I will expound on the major themes in future articles. For now, a few phrases to the stunned must be sufficient:

• You must become hopelessly and needlessly digital

• Motorcoach service must morph into an integrated mix of demand-responsive and advanced reservation transportation – not merely provide the latter

• You must weed out the chaff and consolidate the wheat

• You must use the media – including the array of social media – to get the truth out to not only to those fashioning our toothless regulations, but to existing and would-be travelers and passengers

• You must focus on branding – an evolutionary step beyond advertising

• You must find a way to hold the TNC’s accountable and make the nature of their operations

transparent

• Your website must have top-notch SEO

• And you must begin to sell the best thing you have to offer – what I have been begging you to sell since I began writing for this magazine: Your safety record

You also need to start thinking about new inclusions in your management team, whether comprised of in-house staff or consultants. The team you will need to compete with the TNCs of the world must include at least one super-geek (more likely a small army of them), and someone who actually understands the fundamentals – much less the intricate nuances of – density. I mastered this concept in the paratransit systems I designed and operated 30 years ago, just as Mitchell Rouse mastered it in his initial design of SuperShuttle (see NATIONAL BUS TRADER, July, 2015).

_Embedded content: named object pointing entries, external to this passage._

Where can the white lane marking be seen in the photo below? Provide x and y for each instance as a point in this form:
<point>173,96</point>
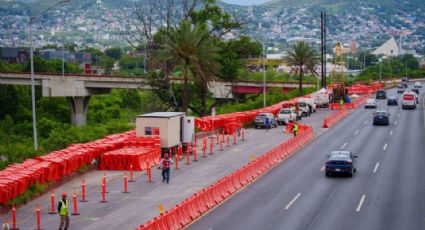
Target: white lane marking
<point>360,203</point>
<point>376,167</point>
<point>292,201</point>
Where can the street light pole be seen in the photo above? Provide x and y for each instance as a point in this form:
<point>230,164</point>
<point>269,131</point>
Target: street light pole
<point>34,119</point>
<point>63,61</point>
<point>264,75</point>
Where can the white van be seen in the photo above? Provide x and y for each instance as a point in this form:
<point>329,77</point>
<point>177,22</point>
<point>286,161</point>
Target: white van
<point>408,100</point>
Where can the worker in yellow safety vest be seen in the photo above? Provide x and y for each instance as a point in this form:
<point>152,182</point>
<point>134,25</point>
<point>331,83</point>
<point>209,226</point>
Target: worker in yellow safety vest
<point>295,128</point>
<point>63,212</point>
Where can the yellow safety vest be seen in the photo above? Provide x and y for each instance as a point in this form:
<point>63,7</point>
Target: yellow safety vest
<point>64,208</point>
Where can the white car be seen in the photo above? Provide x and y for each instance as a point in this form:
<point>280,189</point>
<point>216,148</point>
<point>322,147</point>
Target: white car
<point>409,100</point>
<point>286,115</point>
<point>370,104</point>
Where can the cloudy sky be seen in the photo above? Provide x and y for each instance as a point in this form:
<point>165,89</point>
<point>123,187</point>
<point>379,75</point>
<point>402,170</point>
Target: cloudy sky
<point>245,2</point>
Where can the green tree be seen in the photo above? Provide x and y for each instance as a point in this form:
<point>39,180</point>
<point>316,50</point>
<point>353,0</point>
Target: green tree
<point>190,46</point>
<point>214,19</point>
<point>304,57</point>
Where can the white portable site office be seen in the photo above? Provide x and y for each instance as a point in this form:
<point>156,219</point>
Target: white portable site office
<point>173,128</point>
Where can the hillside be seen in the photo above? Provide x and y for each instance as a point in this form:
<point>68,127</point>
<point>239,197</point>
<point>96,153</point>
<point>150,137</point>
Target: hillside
<point>368,22</point>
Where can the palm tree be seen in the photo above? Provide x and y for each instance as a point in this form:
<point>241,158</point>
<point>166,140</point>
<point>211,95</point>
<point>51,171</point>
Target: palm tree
<point>303,57</point>
<point>189,46</point>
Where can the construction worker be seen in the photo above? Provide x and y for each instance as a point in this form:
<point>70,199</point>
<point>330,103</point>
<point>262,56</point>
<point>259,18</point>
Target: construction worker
<point>267,123</point>
<point>165,165</point>
<point>63,212</point>
<point>295,128</point>
<point>6,225</point>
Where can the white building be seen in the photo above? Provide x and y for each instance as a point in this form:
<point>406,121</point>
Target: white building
<point>389,48</point>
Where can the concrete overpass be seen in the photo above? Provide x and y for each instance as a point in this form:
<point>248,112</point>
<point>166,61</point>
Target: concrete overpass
<point>78,88</point>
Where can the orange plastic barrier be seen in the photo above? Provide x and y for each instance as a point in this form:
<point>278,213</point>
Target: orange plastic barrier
<point>18,178</point>
<point>334,118</point>
<point>199,203</point>
<point>122,159</point>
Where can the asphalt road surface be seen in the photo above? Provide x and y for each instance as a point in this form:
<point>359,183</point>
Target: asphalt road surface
<point>387,192</point>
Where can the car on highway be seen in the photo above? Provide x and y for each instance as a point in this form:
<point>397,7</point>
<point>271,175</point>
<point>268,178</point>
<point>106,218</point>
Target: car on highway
<point>286,115</point>
<point>416,91</point>
<point>305,109</point>
<point>404,81</point>
<point>400,89</point>
<point>392,101</point>
<point>260,120</point>
<point>381,94</point>
<point>370,104</point>
<point>409,100</point>
<point>341,162</point>
<point>381,118</point>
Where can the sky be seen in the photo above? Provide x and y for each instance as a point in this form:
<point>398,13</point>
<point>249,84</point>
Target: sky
<point>245,2</point>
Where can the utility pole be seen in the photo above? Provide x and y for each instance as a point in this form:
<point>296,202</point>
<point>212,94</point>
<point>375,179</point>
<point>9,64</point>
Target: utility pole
<point>31,21</point>
<point>364,58</point>
<point>323,46</point>
<point>264,75</point>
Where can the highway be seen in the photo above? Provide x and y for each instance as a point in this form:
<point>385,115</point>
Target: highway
<point>387,192</point>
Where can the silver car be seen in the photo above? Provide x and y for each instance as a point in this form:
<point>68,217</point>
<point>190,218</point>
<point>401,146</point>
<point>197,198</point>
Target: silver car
<point>260,120</point>
<point>370,104</point>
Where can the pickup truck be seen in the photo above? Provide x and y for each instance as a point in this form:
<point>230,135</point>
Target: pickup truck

In contrast to the array of arbitrary ignorance that characterized my competitors’ paratransit services, those systems I designed or operated employed a “service concept” (an element of system design). As a result, we grossly-outperformed even the most modern of today’s services whose efficiencies are established only by some software program’s ability to optimize the chaos of every system’s failure to be designed in the first place. This is also where the temporal and spatial relationships were not only not optimized, but where the owners and managers of these services were oblivious to the very existence of these concepts as variables, much less as competitive necessities. But to compete with the oncoming wave of TNCs, you must not only be aware of these necessities, you must embrace them, master them.

In all of this, the motorcoach industry has one thing going for it: Sixty percent of our passengers are elderly. Our riders may own and use computers. But their lives do not revolve around cell-phones, and they do not purchase almost everything via an app. For this audience, let the bidding for the domain wegetthephone.com now begin. And if you get this domain, or one like it, make sure you hire and train people to answer it. Since TNCs are all about robots and illusions, it is the only genuinely valuable tool you have left.

This author thanks Vanity Fair (December, 2014) and Limousine, Charter and Tour magazines for their many facts employed in this article.

The opinions expressed in this article are that of the author and do not necessarily represent the opinions of NATIONAL BUS TRADER, Inc. or its staff and management.